No, using your credit card to make a cash withdrawal is an indication of debt hungriness caused by financial insecurity. This type of conduct warns lenders not to approve credit card and loan applications. Thus, it is strongly advised that you must not withdraw cash against your credit card.
The ideal credit utilisation ratio ranges between 35% and 40%. However, it is recommended to limit it to 35%.
Your monthly income plays a significant role in determining whether you qualify for a loan or credit card, and a high salary can increase your chance of getting approved for credit. However, even with a high monthly salary, there is a good chance that you won't be given credit if you have a bad history of repaying your previous debts.

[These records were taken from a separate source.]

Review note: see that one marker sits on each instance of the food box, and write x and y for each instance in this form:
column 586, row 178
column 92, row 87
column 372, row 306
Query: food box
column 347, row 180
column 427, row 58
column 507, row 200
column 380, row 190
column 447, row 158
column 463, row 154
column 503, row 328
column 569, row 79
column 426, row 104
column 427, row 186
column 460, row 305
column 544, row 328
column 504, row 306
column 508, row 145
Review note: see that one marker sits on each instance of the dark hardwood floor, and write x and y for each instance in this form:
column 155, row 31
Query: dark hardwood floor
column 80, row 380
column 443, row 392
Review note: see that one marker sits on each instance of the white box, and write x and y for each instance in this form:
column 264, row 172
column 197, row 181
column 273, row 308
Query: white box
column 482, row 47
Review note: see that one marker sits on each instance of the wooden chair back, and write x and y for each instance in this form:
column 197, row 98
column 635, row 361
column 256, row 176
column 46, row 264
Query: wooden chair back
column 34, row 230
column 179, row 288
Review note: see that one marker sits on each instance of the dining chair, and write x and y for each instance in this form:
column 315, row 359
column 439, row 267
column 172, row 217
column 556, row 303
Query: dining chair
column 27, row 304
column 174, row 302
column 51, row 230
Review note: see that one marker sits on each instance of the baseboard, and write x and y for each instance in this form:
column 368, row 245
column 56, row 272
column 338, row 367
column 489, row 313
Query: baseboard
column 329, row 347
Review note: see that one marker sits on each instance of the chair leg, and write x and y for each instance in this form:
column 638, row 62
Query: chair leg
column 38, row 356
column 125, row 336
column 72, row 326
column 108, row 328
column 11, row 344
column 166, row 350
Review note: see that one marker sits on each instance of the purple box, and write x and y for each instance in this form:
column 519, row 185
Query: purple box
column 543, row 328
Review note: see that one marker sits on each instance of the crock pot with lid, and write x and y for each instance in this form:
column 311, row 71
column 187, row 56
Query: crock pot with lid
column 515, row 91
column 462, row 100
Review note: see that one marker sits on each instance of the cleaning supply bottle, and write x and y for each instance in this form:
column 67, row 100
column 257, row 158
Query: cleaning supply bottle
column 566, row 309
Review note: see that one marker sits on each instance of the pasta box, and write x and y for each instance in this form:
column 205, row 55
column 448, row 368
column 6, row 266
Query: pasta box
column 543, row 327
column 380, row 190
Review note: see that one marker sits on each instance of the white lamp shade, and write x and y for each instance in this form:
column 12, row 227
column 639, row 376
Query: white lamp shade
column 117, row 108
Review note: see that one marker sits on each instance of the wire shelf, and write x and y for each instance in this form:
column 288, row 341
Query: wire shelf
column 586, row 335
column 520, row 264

No, your credit score is not impacted by having many credit cards. However, having a bad history of repaying debt affects your credit score.
You must ensure to keep your credit utilisation ratio at 35% of your maximum credit limit provided by your bank. A poor credit utilisation ratio is among the factors that can significantly lower your CIBIL score.
Your credit score won't benefit from a 0% credit utilisation rate. It is recommended to keep your credit utilisation ratio below 35% to boost your credit.
If you have many credit cards linked to your account, you have access to more credit. This should lower your credit utilisation ratio if your overall expenditure stays the same.